We can frame the problem of fitting a machine learning model as the problem of probability density estimation. Specifically, the choice of model and model parameters is referred to as a modeling hypothesis h, and the problem involves finding h that best explains the data X.

P(X ; h) We can, therefore, find the modeling hypothesis that maximizes the likelihood function.

maximize L(X ; h) Or, more fully:

maximize sum i to n log(P(xi ; h)) This provides the basis for estimating the probability density of a dataset, typically used in unsupervised machine learning algorithms; for example:

Clustering algorithms. Using the expected log joint probability as a key quantity for learning in a probability model with hidden variables is better known in the context of the celebrated “expectation maximization” or EM algorithm.

Supervised

The Maximum Likelihood Estimation framework is also a useful tool for supervised machine learning.

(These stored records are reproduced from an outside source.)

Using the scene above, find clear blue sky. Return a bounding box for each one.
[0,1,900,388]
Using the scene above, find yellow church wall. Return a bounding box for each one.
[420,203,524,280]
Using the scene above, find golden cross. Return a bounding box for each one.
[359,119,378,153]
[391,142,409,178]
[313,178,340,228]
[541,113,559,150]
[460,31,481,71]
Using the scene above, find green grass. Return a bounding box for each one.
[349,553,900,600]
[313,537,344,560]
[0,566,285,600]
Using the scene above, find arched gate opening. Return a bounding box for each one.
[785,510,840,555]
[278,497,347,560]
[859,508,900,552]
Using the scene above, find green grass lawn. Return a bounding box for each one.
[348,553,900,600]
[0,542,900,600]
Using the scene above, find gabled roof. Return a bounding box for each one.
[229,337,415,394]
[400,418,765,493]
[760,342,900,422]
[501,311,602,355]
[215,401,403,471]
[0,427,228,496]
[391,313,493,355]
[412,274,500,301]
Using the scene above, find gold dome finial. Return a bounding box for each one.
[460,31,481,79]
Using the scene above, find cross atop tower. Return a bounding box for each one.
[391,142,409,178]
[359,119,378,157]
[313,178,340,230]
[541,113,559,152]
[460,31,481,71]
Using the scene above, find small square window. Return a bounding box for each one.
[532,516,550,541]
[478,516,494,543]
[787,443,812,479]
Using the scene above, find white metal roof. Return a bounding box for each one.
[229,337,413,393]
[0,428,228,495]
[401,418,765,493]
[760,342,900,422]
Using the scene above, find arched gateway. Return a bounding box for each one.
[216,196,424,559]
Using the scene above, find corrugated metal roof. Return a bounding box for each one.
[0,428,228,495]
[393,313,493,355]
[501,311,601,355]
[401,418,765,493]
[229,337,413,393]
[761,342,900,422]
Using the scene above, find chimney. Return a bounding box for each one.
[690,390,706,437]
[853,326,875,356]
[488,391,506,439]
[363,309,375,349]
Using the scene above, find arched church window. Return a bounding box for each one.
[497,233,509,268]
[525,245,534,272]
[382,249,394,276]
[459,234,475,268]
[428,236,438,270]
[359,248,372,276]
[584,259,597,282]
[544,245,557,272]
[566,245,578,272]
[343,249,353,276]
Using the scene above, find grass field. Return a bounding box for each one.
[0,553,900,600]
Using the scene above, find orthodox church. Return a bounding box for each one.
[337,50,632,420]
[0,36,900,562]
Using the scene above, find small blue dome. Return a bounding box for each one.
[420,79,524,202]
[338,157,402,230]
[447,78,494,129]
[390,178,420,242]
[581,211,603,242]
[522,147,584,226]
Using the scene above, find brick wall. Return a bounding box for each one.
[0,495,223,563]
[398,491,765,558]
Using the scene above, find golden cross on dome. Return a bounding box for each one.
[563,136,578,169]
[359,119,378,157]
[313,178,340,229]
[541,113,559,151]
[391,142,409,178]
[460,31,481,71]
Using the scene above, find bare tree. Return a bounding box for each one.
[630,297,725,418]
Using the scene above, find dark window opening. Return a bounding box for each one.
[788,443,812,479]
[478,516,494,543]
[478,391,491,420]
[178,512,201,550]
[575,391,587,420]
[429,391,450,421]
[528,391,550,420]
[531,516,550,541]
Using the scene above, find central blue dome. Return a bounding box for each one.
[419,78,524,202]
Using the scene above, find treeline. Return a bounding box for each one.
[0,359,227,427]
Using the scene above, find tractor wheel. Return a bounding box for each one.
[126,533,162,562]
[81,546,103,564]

This applies to data where we have input and output variables, where the output variate may be a numerical value or a class label in the case of regression and classification predictive modeling retrospectively.

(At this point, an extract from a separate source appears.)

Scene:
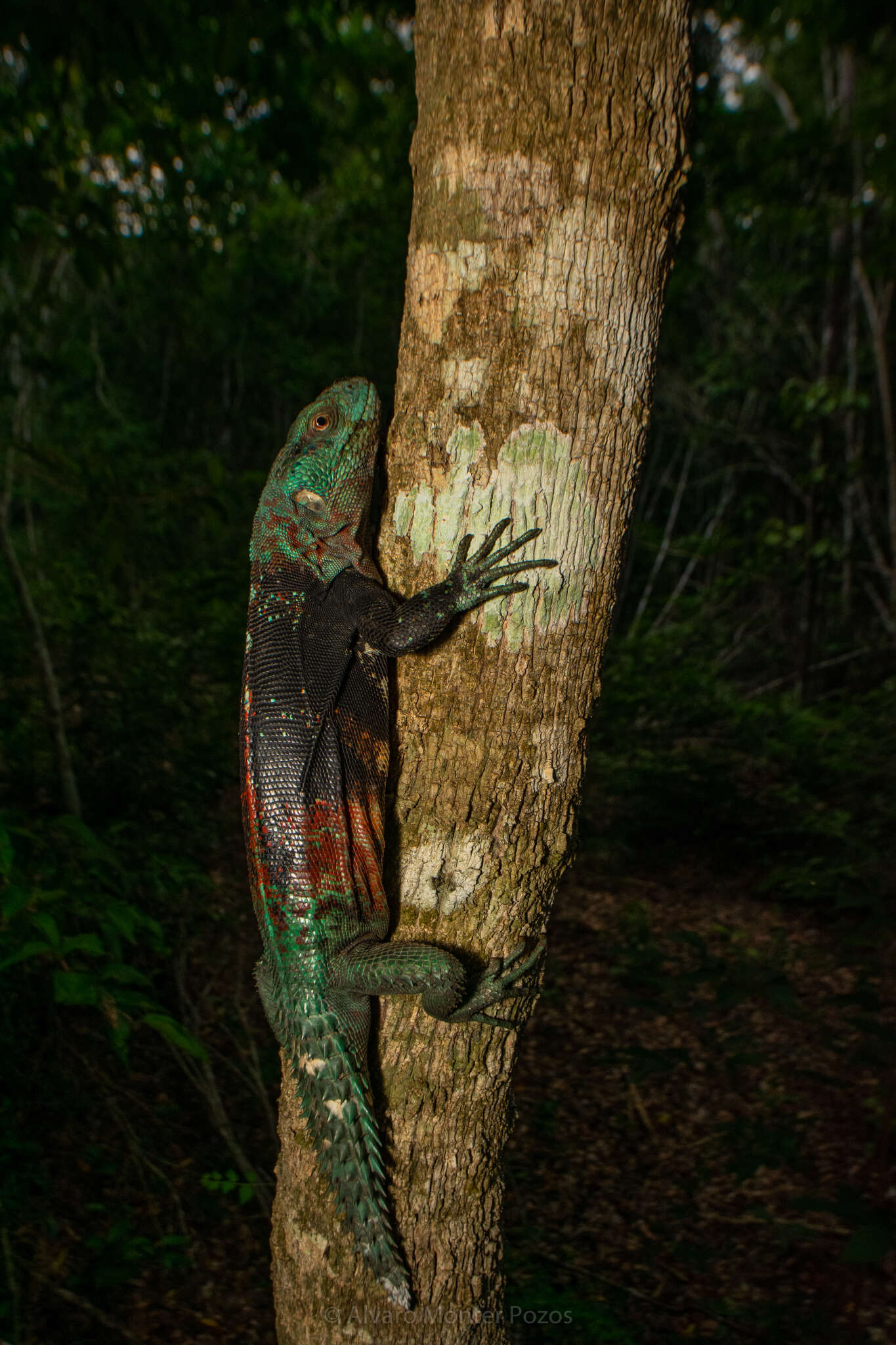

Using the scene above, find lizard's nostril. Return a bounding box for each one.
[293,491,326,514]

We can state this as the conditional probability of the output (y) given the input (X) given the modeling hypothesis (h).

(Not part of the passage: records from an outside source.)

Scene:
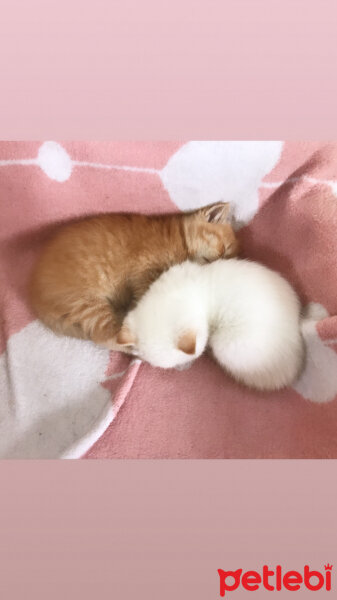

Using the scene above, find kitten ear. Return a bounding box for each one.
[116,325,137,346]
[177,331,197,354]
[199,202,230,223]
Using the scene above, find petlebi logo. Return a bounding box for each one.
[218,563,332,600]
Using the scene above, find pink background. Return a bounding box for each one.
[0,0,337,140]
[0,460,337,600]
[0,0,337,600]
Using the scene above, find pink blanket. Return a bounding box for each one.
[0,142,337,458]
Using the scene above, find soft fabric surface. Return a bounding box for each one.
[0,142,337,458]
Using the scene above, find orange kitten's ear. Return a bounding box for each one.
[199,202,230,223]
[177,331,197,354]
[116,325,137,346]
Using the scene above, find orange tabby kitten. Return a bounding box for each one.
[30,203,238,348]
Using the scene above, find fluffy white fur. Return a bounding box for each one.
[119,259,304,390]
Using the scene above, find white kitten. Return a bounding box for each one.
[117,259,304,390]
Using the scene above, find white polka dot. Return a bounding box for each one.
[161,141,283,229]
[37,142,72,182]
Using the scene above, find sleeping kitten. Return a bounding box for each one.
[116,259,304,390]
[30,203,238,348]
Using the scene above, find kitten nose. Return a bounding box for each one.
[175,360,193,371]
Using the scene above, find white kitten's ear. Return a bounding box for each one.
[177,331,197,354]
[116,325,137,347]
[199,202,230,223]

maximize L(y|X ; h) Or, more fully:

maximize sum i to n log(P(yi|xi ; h)) The maximum likelihood estimator can readily be generalized to the case where our goal is to estimate a conditional probability P(y | x ; theta) in order to predict y given x. This is actually the most common situation because it forms the basis for most supervised learning.

SUMMARY

Maximum Likelihood Estimation is a probabilistic framework for solving the problem of density estimation.
It involves maximizing a likelihood function in order to find the probability distribution and parameters that best explain the observed data.
It provides a framework for predictive modeling in machine learning where finding model parameters can be framed as an optimization problem.

Say you have some data. Say you’re willing to assume that the data comes from some distribution — perhaps Gaussian. There are an infinite number of different Gaussians that the data could have come from (which correspond to the combination of the infinite number of means and variances that a Gaussian distribution can have). MLE will pick the Gaussian (i.e., the mean and variance) that is “most consistent” with your data . So, say you’ve got a data set of y={−1,3,7}. The most consistent Gaussian from which that data could have come has a mean of 3 and a variance of 16.

EX -

Maximum Likelihood Estimation for Discrete Distributions : Bernoulli distribution
Maximum Likelihood Estimation for Continous Distributions : a normal (or Gaussian) distribution, the parameters are the mean μ and the standard deviation σ.
Maximum likelihood estimation of the logistic classification model (also called logit model or logistic regression).

MLE vs Gradient Descent

MLE help us to decide our distribution or objective funtion
Once we have an objective function, we can generally take its derivative with respect to the parameters (weights), set it equal to zero, and solve for the parameters to obtain the ideal solution. However, in the case of logistic regression (and many other complex or otherwise non-linear systems), this analytical method doesn’t work. Instead, we resort to a method known as gradient descent, whereby we randomly initialize and then incrementally update our weights by calculating the slope of our objective function. When applying the cost function, we want to continue updating our weights until the slope of the gradient gets as close to zero as possible.